Umstrittenes Digitalstudium: Online Arzt werden

An der privaten EDU-Hochschule mit Sitz auf Malta wird digital Medizin studiert – mit Praxisphasen in den Helios-Kliniken. An dem Modell gibt es auch Kritik.

Medizin studieren – das ist für viele ein Traum. Doch in Deutschland sind die Bewerbungskriterien an den staatlichen Unis hart.

Seit Jahren zieht es deutsche Abiturientinnen und Abiturienten deshalb zum Medizinstudium ins Ausland: Private Hochschulen in Polen, Ungarn und Rumänien bieten gegen hohe Gebühren Medizinstudiengänge an, die speziell auf deutsche Studierende zugeschnitten sind, die später wieder in ihre Heimat zurückkehren wollen. Inzwischen gibt es eine zusätzliche Alternative für die, die in Deutschland keinen Studienplatz finden: Die private Hochschule EDU mit Sitz auf Malta bietet den ersten digitalen Medizinstudiengang an.

Das Besondere daran: Die Studierenden besuchen alle theoretischen Lehrveranstaltungen wie Vorlesungen und Seminare online. Sie müssen für die Lehrveranstaltungen also nicht in Malta oder überhaupt am selben Ort wie ihre Kommilitoninnen sein. Den Praxisteil ihres Studiums absolvieren sie an Lehrkrankenhäusern in Deutschland, darunter die Helios-Kliniken, auch in Berlin.

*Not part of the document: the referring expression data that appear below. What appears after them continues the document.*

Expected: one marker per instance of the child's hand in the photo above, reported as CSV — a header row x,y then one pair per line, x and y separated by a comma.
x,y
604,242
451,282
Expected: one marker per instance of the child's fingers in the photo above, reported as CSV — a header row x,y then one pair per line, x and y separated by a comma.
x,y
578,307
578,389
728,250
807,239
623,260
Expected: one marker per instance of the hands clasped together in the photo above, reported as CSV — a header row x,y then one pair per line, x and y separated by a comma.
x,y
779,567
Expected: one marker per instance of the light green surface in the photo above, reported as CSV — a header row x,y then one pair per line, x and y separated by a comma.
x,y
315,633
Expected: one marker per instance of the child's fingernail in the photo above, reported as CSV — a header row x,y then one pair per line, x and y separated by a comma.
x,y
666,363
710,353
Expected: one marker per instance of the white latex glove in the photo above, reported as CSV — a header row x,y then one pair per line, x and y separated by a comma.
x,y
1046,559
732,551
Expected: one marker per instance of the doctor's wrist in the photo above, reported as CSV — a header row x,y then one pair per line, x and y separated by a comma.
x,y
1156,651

„So eine Hochschule wie unsere hat es noch nicht gegeben“, sagt Jürgen Laartz. Er ist einer der Gründer der Digital Education Holdings, dem Unternehmen, das hinter EDU steht. Seit Jahren beschäftigt er sich mit den Möglichkeiten digitalen Lernens. Gemeinsam mit Andreas Hoeft, dem Direktor der Klinik für Anästhesiologie und Operative Intensivmedizin des Uniklinikums Bonn, entwickelte Laartz das digitale Medizinstudium.

Gut 40 Studierende sind bei der EDU-Hochschule eingeschrieben

An der von beiden gegründeten Hochschule sind inzwischen ein dreijähriger Bachelor und ein zweijähriger Master of Medicine auf Malta staatlich akkreditiert, die zusammen zur Approbation führen. „Malta hat als erstes Mitglied der Europäischen Union eine EU-Direktive in nationales Recht umgesetzt, die rein digitale Institutionen für Höhere Bildung möglich macht“, sagt Laartz. „Deshalb haben wir unseren Standort dort.“

Im November 2018 nahmen die ersten acht Bachelor-Studierenden ihr Studium auf. Inzwischen sind gut 40 Studierende in den Medizinstudiengang eingeschrieben, 2020 sollen bis zu 200 Studierende aufgenommen werden. Günstig ist das Studium nicht: Knapp 20.000 Euro müssen die Studierenden im Jahr zahlen. „Wir suchen mit unseren Studierenden gemeinsam nach Finanzierungsmöglichkeiten“, sagt Laartz. Dafür würden Studienkredite angeboten, ebenso einige Stipendien.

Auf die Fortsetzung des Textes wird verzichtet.